Below is a correspondence between Dr. Cordain and Luke Milano regarding Innuit mummies and cardiovascular disease:
Luke Milano:
Hi Professor Cordain,
I listened to your interview with Jimmy Moore where you discussed the results of two Innuit mummies examined by the researcher from Pennsylvania. If I'm understanding you correctly, you acknowledge that high fat intake may have contributed to the arterial plaque but there was no evidence of heart attack. You stated that inflammation is necessary for rupture of the fibrous cap that precipitates the heart attack.
The whole subject of plaque, rupture, inflammation and saturated fat and their relationship to each other is a hot topic of discussion but no one that I know of has truly presented a thorough analysis. Perhaps this would present an opportunity for you to be the one to pull the proverbial sword out of the stone.
First point of clarification; damage to the endothelial lining is the start of the process. It is my understanding that inflammation is either necessary or is a key factor in this regard. Your interview was not specific as to what role inflammation played in initial damage to the endothelial lining. Secondly, those who oppose saturated fat consumption argue that it is the "flat" molecular structure of saturated fats that contribute to plaque formation, as these flat molecules lay down more easily to cover the damaged areas of the endothelial lining. (As opposed to unsaturated fats which have a "bent" or "kinky" molecular structure )
Then there is the issue of foam cells. It has been argued that macrophages consume the LDL along the endothelial lining. However macrophages do not have a built in governor to prevent them from overconsumption of LDL and once they are "maxed out" they become foam cells, and it is these foam cells that consitute the arterial plaque. Built into this process is calcium incorporated in the plaque representing 20% of the volume which brings about the "hardening" of the arteries. However it has been argued that the calcium content is functional and purposeful as it provides "structure" to the plaque and hence diminishs the chance of rupture.

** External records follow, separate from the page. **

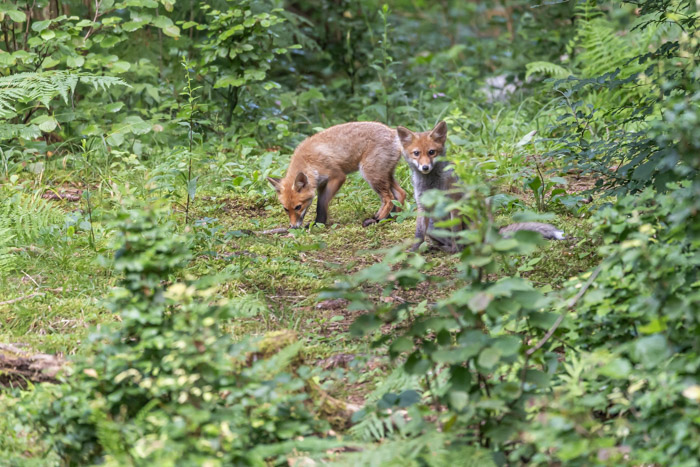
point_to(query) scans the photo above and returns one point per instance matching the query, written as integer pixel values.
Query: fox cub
(425, 154)
(321, 163)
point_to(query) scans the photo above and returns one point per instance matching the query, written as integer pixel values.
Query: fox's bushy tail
(548, 231)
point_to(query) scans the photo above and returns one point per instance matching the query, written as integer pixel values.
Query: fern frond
(27, 217)
(546, 68)
(45, 86)
(7, 259)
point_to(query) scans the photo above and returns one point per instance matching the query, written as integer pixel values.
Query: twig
(572, 303)
(274, 231)
(19, 299)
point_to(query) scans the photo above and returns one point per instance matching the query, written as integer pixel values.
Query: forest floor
(58, 292)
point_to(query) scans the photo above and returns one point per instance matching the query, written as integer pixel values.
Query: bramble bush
(168, 384)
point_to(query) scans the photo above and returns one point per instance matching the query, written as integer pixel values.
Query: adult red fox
(322, 161)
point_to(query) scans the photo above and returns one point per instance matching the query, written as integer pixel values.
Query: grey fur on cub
(425, 154)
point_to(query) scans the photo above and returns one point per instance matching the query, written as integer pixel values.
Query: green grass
(274, 278)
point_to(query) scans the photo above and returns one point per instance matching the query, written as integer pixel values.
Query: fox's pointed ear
(405, 135)
(439, 133)
(301, 181)
(275, 182)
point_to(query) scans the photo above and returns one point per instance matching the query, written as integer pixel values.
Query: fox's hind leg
(382, 186)
(378, 170)
(326, 194)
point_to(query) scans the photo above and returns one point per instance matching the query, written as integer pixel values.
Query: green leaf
(75, 61)
(172, 31)
(416, 364)
(480, 301)
(402, 344)
(39, 26)
(115, 139)
(458, 400)
(17, 16)
(538, 378)
(526, 139)
(507, 345)
(408, 398)
(162, 22)
(619, 368)
(651, 351)
(46, 123)
(120, 66)
(113, 107)
(229, 80)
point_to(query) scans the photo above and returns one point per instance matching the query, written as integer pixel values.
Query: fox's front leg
(421, 228)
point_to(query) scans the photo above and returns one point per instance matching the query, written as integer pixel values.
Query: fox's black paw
(368, 222)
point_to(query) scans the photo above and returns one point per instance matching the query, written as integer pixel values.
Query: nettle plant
(169, 385)
(470, 348)
(240, 48)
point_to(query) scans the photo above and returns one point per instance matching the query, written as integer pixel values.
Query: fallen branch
(19, 299)
(31, 295)
(570, 306)
(274, 231)
(17, 366)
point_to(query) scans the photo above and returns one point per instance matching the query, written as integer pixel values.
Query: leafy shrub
(169, 385)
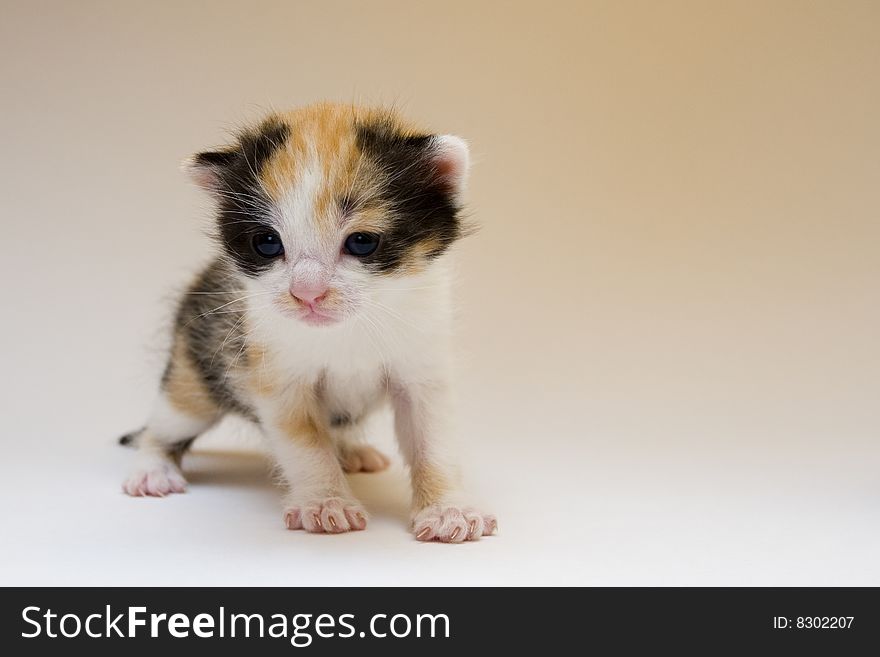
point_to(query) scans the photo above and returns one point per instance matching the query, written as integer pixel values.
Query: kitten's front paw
(363, 458)
(158, 480)
(452, 524)
(332, 515)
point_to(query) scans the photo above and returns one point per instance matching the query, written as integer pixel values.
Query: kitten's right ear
(206, 169)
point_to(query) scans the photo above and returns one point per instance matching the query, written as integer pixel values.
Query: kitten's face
(321, 206)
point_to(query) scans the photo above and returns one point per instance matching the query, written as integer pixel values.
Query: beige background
(669, 320)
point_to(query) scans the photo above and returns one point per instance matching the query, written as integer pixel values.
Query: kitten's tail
(130, 439)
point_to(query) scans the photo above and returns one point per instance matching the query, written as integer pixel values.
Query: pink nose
(310, 295)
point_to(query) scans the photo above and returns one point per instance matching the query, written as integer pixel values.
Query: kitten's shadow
(383, 494)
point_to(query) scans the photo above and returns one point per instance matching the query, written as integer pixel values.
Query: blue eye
(361, 244)
(268, 245)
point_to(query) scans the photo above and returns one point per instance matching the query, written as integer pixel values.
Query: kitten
(329, 297)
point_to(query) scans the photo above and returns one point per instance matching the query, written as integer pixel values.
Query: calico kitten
(329, 296)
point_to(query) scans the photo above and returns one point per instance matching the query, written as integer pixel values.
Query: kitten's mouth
(317, 318)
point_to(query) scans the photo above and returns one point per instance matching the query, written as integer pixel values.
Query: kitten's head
(320, 206)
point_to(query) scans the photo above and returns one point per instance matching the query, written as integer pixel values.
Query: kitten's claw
(362, 458)
(156, 480)
(452, 524)
(333, 515)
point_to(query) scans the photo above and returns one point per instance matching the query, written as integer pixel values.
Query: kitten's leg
(160, 447)
(439, 513)
(319, 498)
(355, 455)
(183, 410)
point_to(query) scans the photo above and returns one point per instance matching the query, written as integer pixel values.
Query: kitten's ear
(452, 160)
(206, 169)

But it has been argued that it is cholesterol that is the "spackle" so to speak that is used to repair damage to the endothelial lining. Cholesterol is delivered by the VLDL in the bloodstream ( more correctly cholesterol esters )

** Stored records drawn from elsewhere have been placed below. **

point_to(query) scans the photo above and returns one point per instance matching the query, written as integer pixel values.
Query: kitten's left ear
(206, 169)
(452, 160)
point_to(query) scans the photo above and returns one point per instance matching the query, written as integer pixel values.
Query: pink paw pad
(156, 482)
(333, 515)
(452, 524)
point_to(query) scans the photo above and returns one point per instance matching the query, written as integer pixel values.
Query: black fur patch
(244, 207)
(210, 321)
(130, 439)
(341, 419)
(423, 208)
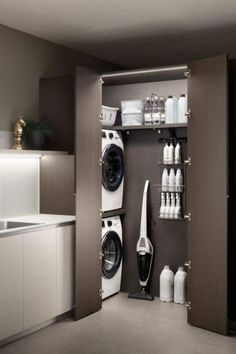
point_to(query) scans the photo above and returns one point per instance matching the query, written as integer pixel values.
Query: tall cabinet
(205, 230)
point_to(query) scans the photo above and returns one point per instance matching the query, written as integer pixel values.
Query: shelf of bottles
(172, 187)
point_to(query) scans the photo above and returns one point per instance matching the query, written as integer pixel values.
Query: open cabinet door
(88, 192)
(207, 189)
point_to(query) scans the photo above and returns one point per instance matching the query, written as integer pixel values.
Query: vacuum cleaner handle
(143, 226)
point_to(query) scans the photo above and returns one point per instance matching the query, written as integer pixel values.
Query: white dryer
(112, 170)
(112, 251)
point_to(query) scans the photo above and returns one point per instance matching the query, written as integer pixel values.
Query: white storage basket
(109, 115)
(132, 118)
(132, 106)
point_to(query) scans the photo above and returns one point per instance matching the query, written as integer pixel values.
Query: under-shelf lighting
(146, 71)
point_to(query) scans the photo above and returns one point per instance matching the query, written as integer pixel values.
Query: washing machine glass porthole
(112, 254)
(113, 167)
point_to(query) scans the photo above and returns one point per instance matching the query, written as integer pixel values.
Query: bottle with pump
(167, 207)
(155, 111)
(171, 110)
(167, 284)
(180, 286)
(172, 180)
(163, 205)
(171, 152)
(177, 154)
(165, 153)
(165, 180)
(172, 206)
(182, 109)
(161, 108)
(177, 213)
(179, 181)
(148, 111)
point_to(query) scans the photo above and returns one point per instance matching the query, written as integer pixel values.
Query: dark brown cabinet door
(207, 189)
(88, 192)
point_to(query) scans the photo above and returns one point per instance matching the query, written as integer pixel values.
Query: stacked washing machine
(112, 198)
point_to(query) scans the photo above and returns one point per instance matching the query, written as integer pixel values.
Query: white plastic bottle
(148, 112)
(177, 213)
(172, 180)
(172, 206)
(171, 153)
(166, 153)
(163, 205)
(180, 286)
(161, 107)
(167, 207)
(171, 110)
(167, 284)
(165, 180)
(155, 110)
(182, 109)
(179, 181)
(177, 154)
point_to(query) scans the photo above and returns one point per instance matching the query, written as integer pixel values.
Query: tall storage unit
(202, 239)
(205, 237)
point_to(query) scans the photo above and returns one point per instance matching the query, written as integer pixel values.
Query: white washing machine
(112, 251)
(112, 170)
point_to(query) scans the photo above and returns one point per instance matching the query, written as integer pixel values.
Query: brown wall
(23, 60)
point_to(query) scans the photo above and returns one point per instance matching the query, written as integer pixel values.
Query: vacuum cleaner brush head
(141, 296)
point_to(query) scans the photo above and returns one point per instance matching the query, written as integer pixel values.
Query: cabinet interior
(143, 149)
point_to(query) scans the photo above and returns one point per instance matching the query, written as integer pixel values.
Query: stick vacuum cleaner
(144, 251)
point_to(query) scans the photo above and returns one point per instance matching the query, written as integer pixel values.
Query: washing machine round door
(112, 254)
(113, 167)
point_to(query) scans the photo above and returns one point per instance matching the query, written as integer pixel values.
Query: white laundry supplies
(167, 284)
(171, 110)
(180, 286)
(182, 109)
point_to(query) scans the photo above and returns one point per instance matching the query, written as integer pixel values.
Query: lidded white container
(165, 180)
(109, 115)
(167, 284)
(132, 112)
(177, 154)
(170, 154)
(180, 286)
(182, 109)
(171, 110)
(179, 181)
(172, 180)
(166, 153)
(163, 205)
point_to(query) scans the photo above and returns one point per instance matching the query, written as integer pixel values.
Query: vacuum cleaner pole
(144, 251)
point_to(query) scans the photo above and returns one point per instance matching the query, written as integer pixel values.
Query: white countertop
(40, 221)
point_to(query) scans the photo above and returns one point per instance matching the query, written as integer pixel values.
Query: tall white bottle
(172, 180)
(180, 286)
(167, 207)
(172, 206)
(182, 109)
(163, 206)
(167, 284)
(179, 181)
(171, 153)
(177, 154)
(177, 213)
(166, 153)
(171, 110)
(165, 180)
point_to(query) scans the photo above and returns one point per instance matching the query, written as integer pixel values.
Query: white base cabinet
(39, 277)
(65, 268)
(36, 277)
(11, 290)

So these are the questions that need clarification. Is inflamation necessary for damage to the endothelial lining? WIll saturated fat ( flat molecule ), LDL or cholesterol cause damage to the endothelial lining merely by its presence in greater volume? What is the role of saturated fat ( flat molecule ) in relation to creation of cholesterol or LDL? It would seem that the "flat molecule" theory is a moot point as cholesterol and LDL have their own molecular makeup. Do foam cell cadavers, so to speak, create the spackle to repair the breaks in the endothelial lining and come to consitute the bulk of arterial plaque?

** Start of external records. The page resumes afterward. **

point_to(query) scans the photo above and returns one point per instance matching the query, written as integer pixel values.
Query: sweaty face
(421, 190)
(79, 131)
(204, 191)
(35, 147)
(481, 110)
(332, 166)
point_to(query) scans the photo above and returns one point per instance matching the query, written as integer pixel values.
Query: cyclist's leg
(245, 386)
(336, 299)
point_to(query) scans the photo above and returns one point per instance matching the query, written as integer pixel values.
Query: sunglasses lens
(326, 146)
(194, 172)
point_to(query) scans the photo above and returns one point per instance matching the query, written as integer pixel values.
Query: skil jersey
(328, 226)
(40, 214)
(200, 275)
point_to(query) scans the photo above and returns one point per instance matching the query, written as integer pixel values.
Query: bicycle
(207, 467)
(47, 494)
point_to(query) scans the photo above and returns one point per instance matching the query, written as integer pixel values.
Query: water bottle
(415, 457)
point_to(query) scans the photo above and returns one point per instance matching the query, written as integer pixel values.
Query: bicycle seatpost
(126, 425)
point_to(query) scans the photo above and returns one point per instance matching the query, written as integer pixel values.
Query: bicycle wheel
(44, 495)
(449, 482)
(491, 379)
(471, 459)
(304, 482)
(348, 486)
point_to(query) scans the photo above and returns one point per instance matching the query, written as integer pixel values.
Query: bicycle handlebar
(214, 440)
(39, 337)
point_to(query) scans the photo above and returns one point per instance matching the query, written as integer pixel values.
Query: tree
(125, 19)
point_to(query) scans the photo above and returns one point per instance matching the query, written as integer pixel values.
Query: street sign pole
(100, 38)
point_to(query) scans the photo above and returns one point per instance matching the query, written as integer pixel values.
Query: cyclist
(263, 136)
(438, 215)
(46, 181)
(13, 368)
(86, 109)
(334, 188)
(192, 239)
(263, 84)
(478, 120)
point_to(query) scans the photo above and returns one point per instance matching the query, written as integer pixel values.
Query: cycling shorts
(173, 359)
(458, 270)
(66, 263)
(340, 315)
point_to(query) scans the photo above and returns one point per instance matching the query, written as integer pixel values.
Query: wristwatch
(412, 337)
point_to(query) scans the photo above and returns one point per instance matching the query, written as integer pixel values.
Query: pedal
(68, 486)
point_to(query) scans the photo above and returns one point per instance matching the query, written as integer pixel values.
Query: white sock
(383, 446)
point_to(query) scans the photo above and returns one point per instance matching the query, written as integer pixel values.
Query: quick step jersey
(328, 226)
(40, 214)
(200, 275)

One example would be high blood pressure. The higher pressure creates friction along the sides of the blood vesseel ( endothelial lining ) and results in small breaks, fissures, etc. How are these breaks sealed? By flat moleculed saturated fat in the bloodstream? By LDL? By macrophage? Can repair be made without the macrophage forming foam cells? What is the role of calcium in this process? This is a topic worthy of discussion because proponents of chelation therapy argue that chelation can reduce the calcium content of plaque. Even if this is physiologically possible, reduction may have short term benefits to patients because it reduces plaque volume but is hazardous long term because greater chance of rupture is created from the calcium loss.
Granted, this email is convoluted. Almost by necessity, important initial questions in unexplored areas tend to be convoluted. But my questions address issues that have not been clearly and fully addressed by the scientific community. I have long admired your work and believe that you perhaps better than anyone else can bring clarity to these questions.